The first option cannot be combined with film grain, as the output images have film grain. But we still want to use it if the hardware supports it, and no film grain is enabled. So, we require that if the user signals that a frame has film grain enabled, the output image view MUST be different from the reference output image view. To accomplish that, we use a pool of decoding buffers only for frames with film grain, which requires that at least VK_VIDEO_DECODE_CAPABILITY_DPB_AND_OUTPUT_DISTINCT_BIT_KHR is set for AV1 decoding. Devices which support in-place decoding also support out-of-place decoding, which makes this method compatible with future hardware. This allows us to handle cases where film grain is switched on for a frame, and then switched off, without wasting memory on separate reference buffers. This also allows for external film grain application during presentation, such as with libplacebo.

Another difference between the way references are handled between AV1 and MPEG codecs is that a single frame can overwrite multiple reference slots. Rather than naively do copies, we instead leave the higher-level decoder (not the hardware accelerator, which is what the extension is) handle this, by reference-counting the frame. This does require that the hardware supports reusing the same frame in multiple slots, which, to our knowledge, all hardware av1 hardware accelerators do.

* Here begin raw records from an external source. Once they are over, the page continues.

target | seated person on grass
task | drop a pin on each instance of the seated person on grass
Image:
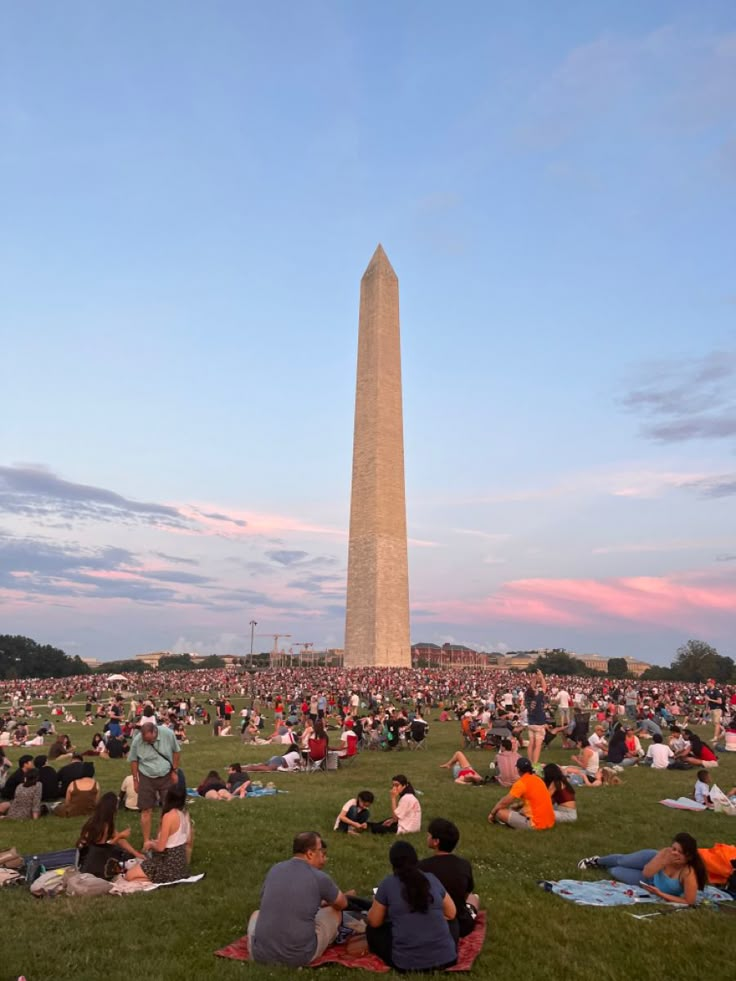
(528, 804)
(353, 818)
(301, 908)
(701, 793)
(674, 873)
(213, 787)
(99, 841)
(462, 771)
(408, 922)
(172, 849)
(659, 755)
(506, 763)
(237, 781)
(455, 874)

Finally, the biggest issue was with the hardware itself. AMD's hardware decoder expects a unique 8-bit ID to be assigned for each frame. This was no problem for index-based APIs, such as VAAPI, VDPAU, DXVA2, NVDEC and practially all other decoding APIs.

Vulkan, however, is not index based. Each frame does not have an index - instead, it's much lower level, working with bare device addresses. Users are free to alias the address and use it as another frame, which immediately breaks the uniqueness of indices.

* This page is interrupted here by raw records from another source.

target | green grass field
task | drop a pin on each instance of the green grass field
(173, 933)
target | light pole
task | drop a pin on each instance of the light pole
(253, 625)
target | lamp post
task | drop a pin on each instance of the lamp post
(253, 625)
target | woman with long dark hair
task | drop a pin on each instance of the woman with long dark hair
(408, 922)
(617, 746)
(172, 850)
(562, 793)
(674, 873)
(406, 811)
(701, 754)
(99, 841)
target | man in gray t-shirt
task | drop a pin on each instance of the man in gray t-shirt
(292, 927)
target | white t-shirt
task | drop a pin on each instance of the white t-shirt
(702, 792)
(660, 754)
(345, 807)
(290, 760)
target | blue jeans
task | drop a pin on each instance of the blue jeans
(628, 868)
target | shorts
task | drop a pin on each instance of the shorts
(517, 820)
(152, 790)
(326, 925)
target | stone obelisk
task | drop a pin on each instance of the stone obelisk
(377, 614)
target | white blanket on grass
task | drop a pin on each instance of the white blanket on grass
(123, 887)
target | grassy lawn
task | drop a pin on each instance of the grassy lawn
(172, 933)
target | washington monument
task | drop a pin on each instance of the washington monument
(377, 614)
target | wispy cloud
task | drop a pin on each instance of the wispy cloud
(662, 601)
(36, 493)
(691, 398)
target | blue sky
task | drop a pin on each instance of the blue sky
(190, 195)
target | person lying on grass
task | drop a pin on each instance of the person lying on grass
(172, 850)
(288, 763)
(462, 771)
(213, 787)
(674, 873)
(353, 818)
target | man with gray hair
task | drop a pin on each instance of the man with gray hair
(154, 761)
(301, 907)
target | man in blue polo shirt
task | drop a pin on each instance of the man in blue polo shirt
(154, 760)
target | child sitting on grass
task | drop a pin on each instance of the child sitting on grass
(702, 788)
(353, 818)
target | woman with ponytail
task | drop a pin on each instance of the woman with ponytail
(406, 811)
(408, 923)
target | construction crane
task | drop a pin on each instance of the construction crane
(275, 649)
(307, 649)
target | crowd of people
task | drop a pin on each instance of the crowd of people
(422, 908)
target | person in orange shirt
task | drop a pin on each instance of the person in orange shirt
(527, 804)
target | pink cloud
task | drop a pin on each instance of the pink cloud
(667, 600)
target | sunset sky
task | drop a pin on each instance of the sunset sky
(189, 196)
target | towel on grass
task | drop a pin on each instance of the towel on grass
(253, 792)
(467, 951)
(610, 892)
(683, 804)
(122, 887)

To workaround this hardware limitation, we had no choice but to create a made-up frame ID. Writing the code was difficult, as it was a huge hack in what was otherwise a straightforward implementation.

The AV1's frame header does feature frame IDs, however, those are completely optional, and most encoders skip them (with good reason, the frame header is already needlessly large).

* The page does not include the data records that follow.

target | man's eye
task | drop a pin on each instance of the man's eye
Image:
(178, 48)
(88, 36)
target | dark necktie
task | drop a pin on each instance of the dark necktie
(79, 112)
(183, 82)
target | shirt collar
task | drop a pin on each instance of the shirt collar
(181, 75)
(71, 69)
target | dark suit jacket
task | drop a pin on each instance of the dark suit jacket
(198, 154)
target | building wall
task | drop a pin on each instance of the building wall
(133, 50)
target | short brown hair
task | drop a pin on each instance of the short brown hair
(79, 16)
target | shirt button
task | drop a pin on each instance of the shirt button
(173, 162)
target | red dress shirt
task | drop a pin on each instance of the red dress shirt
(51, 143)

While it's possible for the extension to become official, it requires maintaining and sitting through meetings, which neither of us has the time for. Instead, we hope that this extension becomes a starting point for an official version, with all the discussion points highlighted. The official extension probably wouldn't look very different. It's possible to build it in other ways, but doing so would be inefficient, and probably unimplementable - we were able to fit our extension to use the same model as all other AV1 hardware accelerators available in FFmpeg.

The extension's very likely going to get changes as we receive some feedback from hardware vendors (if we do at all, we'd certainly like to know why AMD designed theirs the way they did).

The code can be found here:

Additionally, you can read Dave's blog post here -

It was nice seeing all the areas I worked on in AV1 actually get used in practice. As for where this goes, well, saying that we might be getting access to AMD's 7000-series soon would be more than enough :)

Update: while looking through Intel's drivers and documentation for AV1 support, Dave Airlie discovered that the hardware only supports decoding of a single tilegroup per command buffer. This is not compatible with our extension, nor with the way Vulkan video decoding currently exists as operating on a frame-only basis. Hopefully some solution exists which does not involve extensive driver bitstream modifications. Also, in the case of AMD, it may be possible to hide the frame index in the driver-side VkImage structure. However, the hardware seems to expect an ID based on the frame structure, which may make this impossible.